Open DerLeole opened 1 year ago
Hi!
I actually used containers because, specially on windows, the permission problems were a real pain and the volumes are a nice solution to this that works without having to map any user ids and so on. Tha being said, it's probably just a matter of trying a couple of possible setups etc and shouldn't be impossible to fix.
As for putting everything in one container, while it would be still possible to cram everything in there right now, the more services we need the more difficult this becomes. E.g. we're planning on adding a celery task queue for background tasks in the near future. Separating these services on their own image is also a best practice in the docker world (and is the reason why tools like docker compose exist). In the end, it's still the easiest way to deploy a complex application with lots of moving parts
Frankly, I think it's kind of a bait-and-switch to have the demo be extremely easy to deploy when the actual project requires 6 separate containers. I'm running rootless Podman instead of Docker and the approach to networking (pods) is entirely different, so multi-container compose files just don't work. It would be only mildly inconvenient if it were 2-3 containers, but 6 is just insane.

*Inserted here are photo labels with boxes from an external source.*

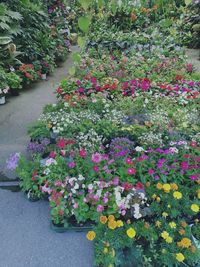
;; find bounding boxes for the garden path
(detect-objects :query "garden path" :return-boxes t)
[0,48,94,267]
[0,47,78,179]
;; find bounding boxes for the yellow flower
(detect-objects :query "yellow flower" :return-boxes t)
[173,191,182,199]
[191,204,199,212]
[176,253,185,262]
[108,221,117,230]
[177,237,192,248]
[162,212,168,218]
[170,183,178,190]
[161,231,169,239]
[155,221,161,228]
[103,248,108,254]
[163,184,171,193]
[108,215,115,221]
[165,239,173,244]
[169,222,176,229]
[117,220,124,227]
[100,215,108,224]
[156,183,163,190]
[86,231,96,241]
[126,227,136,238]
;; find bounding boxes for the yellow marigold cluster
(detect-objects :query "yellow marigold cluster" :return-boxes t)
[176,253,185,262]
[177,237,192,248]
[163,184,171,193]
[173,191,183,199]
[161,231,173,244]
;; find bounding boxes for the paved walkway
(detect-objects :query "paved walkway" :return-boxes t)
[0,48,94,267]
[0,47,77,179]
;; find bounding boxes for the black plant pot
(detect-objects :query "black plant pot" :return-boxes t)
[10,89,19,96]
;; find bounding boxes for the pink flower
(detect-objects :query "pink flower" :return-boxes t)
[126,158,133,165]
[73,203,78,209]
[97,205,104,212]
[93,165,99,172]
[57,139,65,149]
[69,161,75,169]
[148,169,155,175]
[79,148,87,158]
[49,151,56,159]
[92,153,101,164]
[128,168,136,175]
[113,177,119,185]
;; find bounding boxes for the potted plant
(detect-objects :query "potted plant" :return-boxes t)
[6,72,22,96]
[0,68,9,105]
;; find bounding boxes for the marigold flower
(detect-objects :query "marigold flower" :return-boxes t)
[86,231,96,241]
[191,204,199,212]
[156,183,163,190]
[100,215,108,224]
[163,184,171,193]
[170,183,178,190]
[117,220,124,227]
[190,245,197,253]
[173,191,183,199]
[169,222,176,229]
[108,221,117,230]
[176,253,185,262]
[126,227,136,238]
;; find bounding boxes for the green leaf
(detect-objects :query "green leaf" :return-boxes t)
[79,0,92,10]
[78,17,90,33]
[72,52,81,63]
[69,66,76,75]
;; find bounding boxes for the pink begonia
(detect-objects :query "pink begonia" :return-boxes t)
[93,166,99,172]
[69,161,75,169]
[128,168,136,175]
[97,205,104,212]
[73,203,78,209]
[113,177,119,185]
[92,153,101,164]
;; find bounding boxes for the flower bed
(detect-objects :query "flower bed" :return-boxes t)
[9,1,200,267]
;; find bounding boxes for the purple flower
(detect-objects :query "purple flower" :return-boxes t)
[6,153,20,171]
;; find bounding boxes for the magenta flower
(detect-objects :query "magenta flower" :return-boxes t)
[128,168,136,175]
[92,153,101,164]
[113,177,119,185]
[69,161,75,169]
[97,205,104,212]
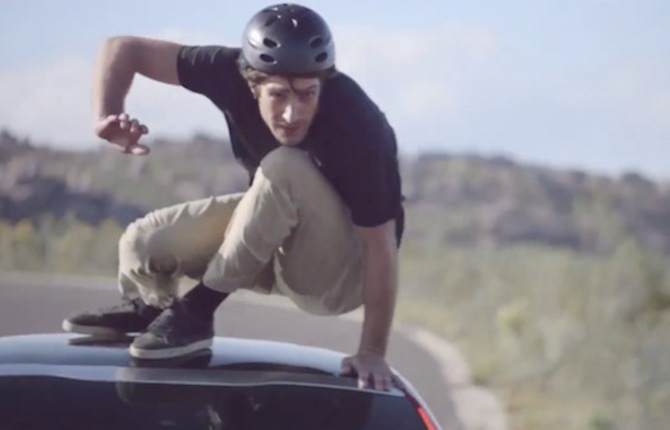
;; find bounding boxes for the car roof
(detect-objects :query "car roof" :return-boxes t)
[0,333,413,395]
[0,333,444,422]
[0,333,345,374]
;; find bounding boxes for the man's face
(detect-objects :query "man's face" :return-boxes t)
[257,76,321,146]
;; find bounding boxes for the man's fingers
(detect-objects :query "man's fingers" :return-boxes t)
[358,369,370,388]
[128,119,141,134]
[121,143,151,155]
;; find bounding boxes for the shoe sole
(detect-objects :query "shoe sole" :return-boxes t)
[62,320,128,337]
[128,339,212,360]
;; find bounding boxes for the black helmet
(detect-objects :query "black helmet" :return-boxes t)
[242,4,335,75]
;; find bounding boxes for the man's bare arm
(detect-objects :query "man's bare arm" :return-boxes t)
[93,36,181,121]
[358,221,398,357]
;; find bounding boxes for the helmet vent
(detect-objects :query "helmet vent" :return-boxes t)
[263,37,279,48]
[265,15,281,27]
[309,36,323,48]
[260,54,277,64]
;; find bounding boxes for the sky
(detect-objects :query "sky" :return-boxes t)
[0,0,670,180]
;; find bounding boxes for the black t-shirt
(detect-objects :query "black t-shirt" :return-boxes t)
[177,46,404,242]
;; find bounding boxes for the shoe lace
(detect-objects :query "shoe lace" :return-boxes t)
[99,298,139,313]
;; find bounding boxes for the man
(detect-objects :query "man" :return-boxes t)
[63,4,403,389]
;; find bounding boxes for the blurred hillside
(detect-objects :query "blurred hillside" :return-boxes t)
[0,131,670,430]
[0,127,670,254]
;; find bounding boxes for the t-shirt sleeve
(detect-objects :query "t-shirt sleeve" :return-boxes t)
[343,123,402,227]
[177,46,242,107]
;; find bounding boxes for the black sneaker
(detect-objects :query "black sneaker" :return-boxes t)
[63,298,161,336]
[129,302,214,360]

I'm considering running the demo indefinitely because it just works. Add some volume mounts and you're good to go. If that doesn't shake out I'm probably just gonna make my own solution in Obsidian or something. Just my $0.02 as a user who's annoyed at this setup and only needs something simple for my personal use.

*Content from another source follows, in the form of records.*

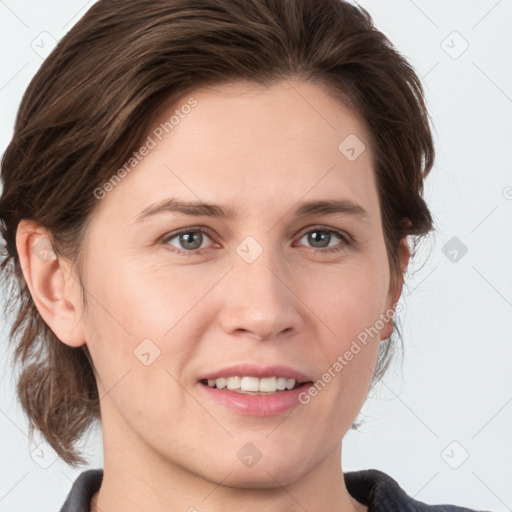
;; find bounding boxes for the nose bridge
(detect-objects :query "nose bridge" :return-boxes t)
[221,237,300,339]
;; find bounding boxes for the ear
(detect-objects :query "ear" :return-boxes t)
[16,219,85,347]
[380,236,411,340]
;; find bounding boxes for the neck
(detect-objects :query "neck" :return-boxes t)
[91,447,367,512]
[91,406,367,512]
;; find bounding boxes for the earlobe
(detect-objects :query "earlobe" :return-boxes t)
[16,220,85,347]
[380,237,411,340]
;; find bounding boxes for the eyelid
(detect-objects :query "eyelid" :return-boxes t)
[159,224,356,256]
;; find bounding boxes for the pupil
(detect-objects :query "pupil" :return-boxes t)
[181,231,202,249]
[309,231,331,247]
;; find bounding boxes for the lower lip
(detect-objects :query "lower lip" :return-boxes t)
[199,382,312,416]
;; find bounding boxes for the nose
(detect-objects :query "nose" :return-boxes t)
[219,242,304,340]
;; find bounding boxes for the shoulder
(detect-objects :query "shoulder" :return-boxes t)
[60,469,103,512]
[343,469,488,512]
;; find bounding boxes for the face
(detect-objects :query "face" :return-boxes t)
[72,81,404,487]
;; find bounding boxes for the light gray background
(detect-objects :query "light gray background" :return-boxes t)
[0,0,512,512]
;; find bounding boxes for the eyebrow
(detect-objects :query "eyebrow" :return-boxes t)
[135,198,369,223]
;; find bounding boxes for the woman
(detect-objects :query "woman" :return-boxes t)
[0,0,488,512]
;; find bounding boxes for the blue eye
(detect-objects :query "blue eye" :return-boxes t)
[162,227,351,256]
[294,227,350,252]
[162,228,214,255]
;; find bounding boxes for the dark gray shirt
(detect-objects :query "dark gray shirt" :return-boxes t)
[60,469,488,512]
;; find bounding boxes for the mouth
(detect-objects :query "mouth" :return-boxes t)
[199,375,312,395]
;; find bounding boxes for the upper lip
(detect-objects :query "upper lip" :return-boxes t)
[199,363,312,383]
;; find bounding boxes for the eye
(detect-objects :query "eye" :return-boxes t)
[300,227,351,252]
[162,228,215,255]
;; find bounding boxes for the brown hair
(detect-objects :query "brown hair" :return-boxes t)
[0,0,434,466]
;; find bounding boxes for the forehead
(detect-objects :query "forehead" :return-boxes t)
[93,80,376,222]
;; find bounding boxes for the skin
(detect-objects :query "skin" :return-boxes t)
[17,80,409,512]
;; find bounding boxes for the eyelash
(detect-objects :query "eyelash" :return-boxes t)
[161,226,353,256]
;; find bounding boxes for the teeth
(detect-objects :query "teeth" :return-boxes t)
[208,376,296,393]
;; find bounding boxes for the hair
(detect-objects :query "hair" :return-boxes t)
[0,0,434,466]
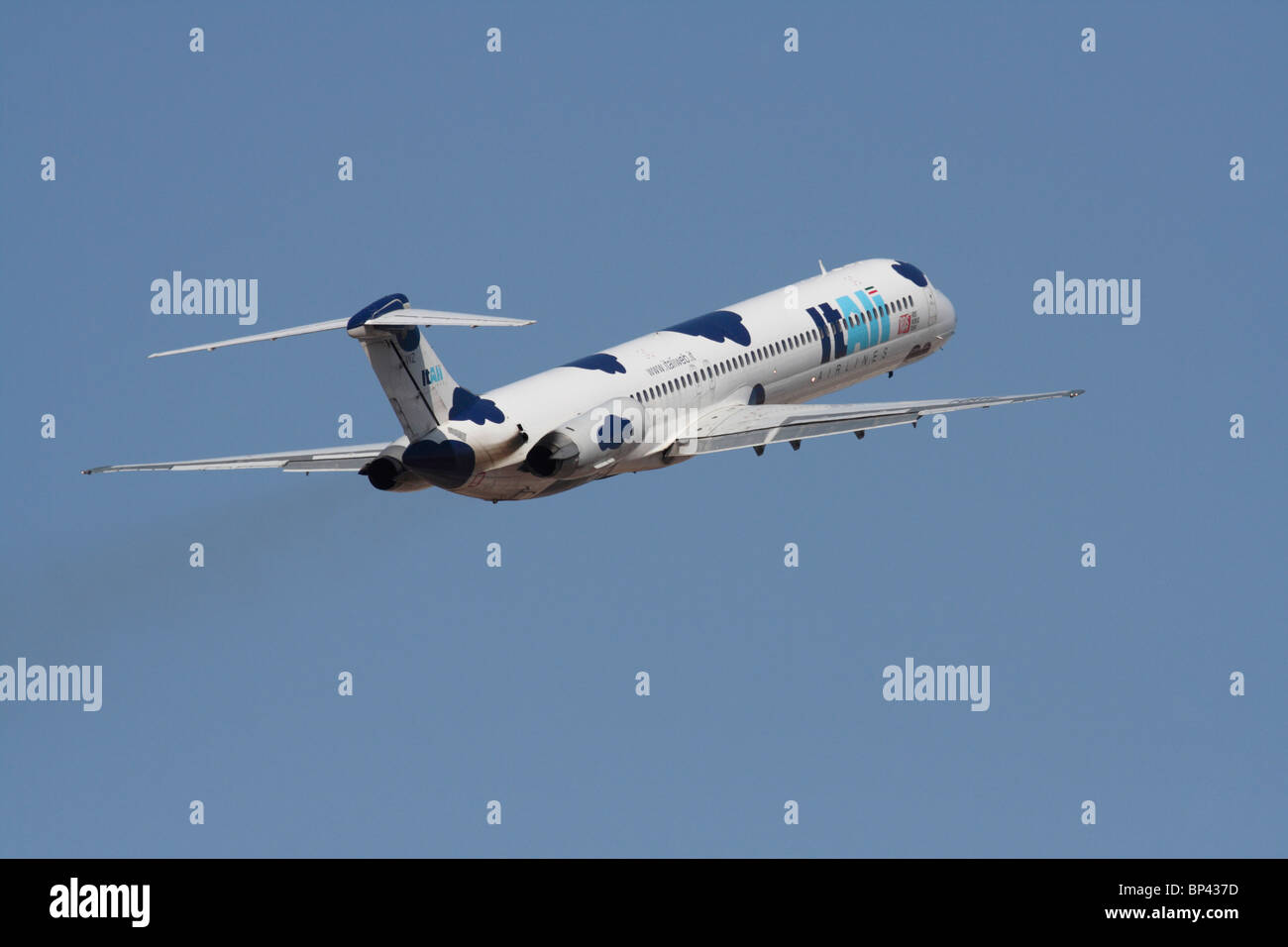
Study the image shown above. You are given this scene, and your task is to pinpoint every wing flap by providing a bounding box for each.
[669,389,1083,455]
[81,443,389,474]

note that the demo does not have all the functionality (specially the sync stuff) and once we merge the powersync stuff for offline mode, the mobile app won't work with it. If there is a way to configure podman with several services or a "podman-compose.yml" I'll gladly accept that and refer to it from the docs, but in the end the deployment is made for docker (the one with containers, it's of course possible to install all this bare metal on a server)
As the main purpose of docker containers is the quick, easy, and scalable deployment of software, having to manage multiple of them for a single app can be tedious when one plans to host multiple wger instances.

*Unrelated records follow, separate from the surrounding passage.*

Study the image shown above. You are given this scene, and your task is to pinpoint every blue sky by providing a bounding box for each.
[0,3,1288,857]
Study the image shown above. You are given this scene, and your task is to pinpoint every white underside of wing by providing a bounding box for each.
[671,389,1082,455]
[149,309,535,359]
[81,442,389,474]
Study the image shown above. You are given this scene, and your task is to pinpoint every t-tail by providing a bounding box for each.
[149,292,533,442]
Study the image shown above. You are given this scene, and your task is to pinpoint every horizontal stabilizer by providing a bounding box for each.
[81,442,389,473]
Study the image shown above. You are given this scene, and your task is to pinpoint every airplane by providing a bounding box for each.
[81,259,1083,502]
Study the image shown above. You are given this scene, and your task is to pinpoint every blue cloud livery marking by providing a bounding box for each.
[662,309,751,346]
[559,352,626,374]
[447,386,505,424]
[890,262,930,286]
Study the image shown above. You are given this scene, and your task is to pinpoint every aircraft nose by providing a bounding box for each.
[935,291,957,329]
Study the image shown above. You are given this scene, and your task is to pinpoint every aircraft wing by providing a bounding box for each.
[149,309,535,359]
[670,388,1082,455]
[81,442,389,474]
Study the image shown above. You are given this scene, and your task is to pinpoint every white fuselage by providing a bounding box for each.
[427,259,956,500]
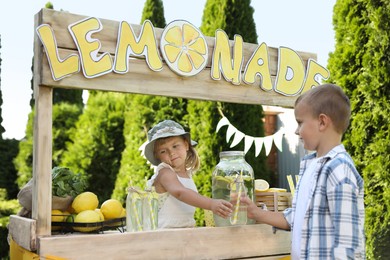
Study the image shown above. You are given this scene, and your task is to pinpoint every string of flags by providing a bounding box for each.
[216,116,284,157]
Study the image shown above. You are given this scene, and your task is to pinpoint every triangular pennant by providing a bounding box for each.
[274,129,284,152]
[226,124,237,143]
[230,130,245,148]
[264,135,273,156]
[255,137,264,157]
[244,135,255,154]
[216,117,230,132]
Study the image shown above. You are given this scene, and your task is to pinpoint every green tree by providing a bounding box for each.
[141,0,166,25]
[0,139,19,199]
[13,103,82,188]
[0,35,5,136]
[188,0,273,183]
[0,35,18,199]
[60,91,125,203]
[328,0,390,259]
[14,2,84,188]
[113,0,187,202]
[113,95,188,202]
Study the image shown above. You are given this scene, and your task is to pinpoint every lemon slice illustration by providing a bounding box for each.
[160,20,208,76]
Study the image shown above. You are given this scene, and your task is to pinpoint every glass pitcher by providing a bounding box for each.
[212,151,254,227]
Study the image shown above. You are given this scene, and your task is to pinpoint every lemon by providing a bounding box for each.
[100,199,123,220]
[73,209,102,232]
[160,20,208,76]
[72,191,99,213]
[51,209,65,222]
[66,213,77,223]
[267,188,287,192]
[95,209,104,221]
[255,179,269,191]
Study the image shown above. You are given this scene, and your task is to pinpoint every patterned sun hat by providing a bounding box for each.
[144,120,198,165]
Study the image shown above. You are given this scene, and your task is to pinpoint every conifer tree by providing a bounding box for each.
[60,91,125,203]
[0,35,19,199]
[14,2,84,188]
[0,35,5,136]
[113,0,187,201]
[188,0,272,187]
[328,0,390,259]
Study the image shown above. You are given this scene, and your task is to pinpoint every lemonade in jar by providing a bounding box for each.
[212,151,254,227]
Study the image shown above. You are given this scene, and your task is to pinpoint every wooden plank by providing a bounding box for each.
[35,9,317,107]
[38,224,291,259]
[32,57,53,238]
[40,9,317,75]
[41,50,297,107]
[8,215,37,251]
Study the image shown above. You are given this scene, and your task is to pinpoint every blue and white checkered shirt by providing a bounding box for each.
[283,145,365,259]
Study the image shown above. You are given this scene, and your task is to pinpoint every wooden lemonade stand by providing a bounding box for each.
[9,9,327,259]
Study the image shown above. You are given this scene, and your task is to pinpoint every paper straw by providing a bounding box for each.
[131,197,142,231]
[232,170,243,225]
[148,192,156,229]
[295,175,299,184]
[287,175,295,195]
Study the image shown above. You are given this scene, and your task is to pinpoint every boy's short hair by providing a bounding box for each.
[295,84,351,134]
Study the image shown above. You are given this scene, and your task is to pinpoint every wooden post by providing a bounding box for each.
[32,9,53,236]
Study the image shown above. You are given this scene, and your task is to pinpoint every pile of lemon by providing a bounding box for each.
[255,179,287,192]
[51,191,126,232]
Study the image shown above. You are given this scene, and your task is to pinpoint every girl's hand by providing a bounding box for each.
[211,199,233,218]
[241,196,262,220]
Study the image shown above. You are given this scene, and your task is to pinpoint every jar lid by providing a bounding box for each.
[219,151,245,157]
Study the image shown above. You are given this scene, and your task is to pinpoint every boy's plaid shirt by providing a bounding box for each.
[284,145,365,259]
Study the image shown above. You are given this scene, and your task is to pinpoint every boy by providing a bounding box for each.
[243,84,365,259]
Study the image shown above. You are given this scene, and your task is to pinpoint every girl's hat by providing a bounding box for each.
[144,120,198,165]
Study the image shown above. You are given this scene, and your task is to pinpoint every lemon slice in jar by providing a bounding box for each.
[255,179,269,191]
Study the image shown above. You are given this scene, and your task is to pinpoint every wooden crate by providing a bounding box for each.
[255,191,291,212]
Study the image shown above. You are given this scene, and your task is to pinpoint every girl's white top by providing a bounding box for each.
[148,163,198,228]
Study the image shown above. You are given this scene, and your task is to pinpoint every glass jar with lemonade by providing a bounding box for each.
[212,151,254,227]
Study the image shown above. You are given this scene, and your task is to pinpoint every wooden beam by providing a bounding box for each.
[8,215,37,251]
[38,224,291,259]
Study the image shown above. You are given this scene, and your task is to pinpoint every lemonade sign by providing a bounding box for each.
[36,17,329,96]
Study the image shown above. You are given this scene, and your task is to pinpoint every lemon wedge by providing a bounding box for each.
[255,179,269,191]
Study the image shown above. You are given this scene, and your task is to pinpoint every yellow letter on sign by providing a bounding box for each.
[37,24,80,81]
[114,20,162,73]
[69,18,112,78]
[244,43,272,91]
[275,47,305,96]
[302,59,330,93]
[211,30,244,85]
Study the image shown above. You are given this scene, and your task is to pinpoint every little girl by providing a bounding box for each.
[144,120,233,228]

Additionally I suspect some of the problems that arise in the docker in regards to data persistence, volumes, and binding local directories can be traced back to permissions errors between the different containers. A singular container allows for tighter controls of these and properly setup with environment variables like "GID" and "UID" would allow for rootless operation, which is an important feature to have.
Finally it would allow for the cleanup of environment variables, as some might not be needed anymore and simplify the nginx setup.
I know this is a tall order and probably a good bit of work, but it would make for much easier deployment, more consistency, and likely fix some errors reported here along the way.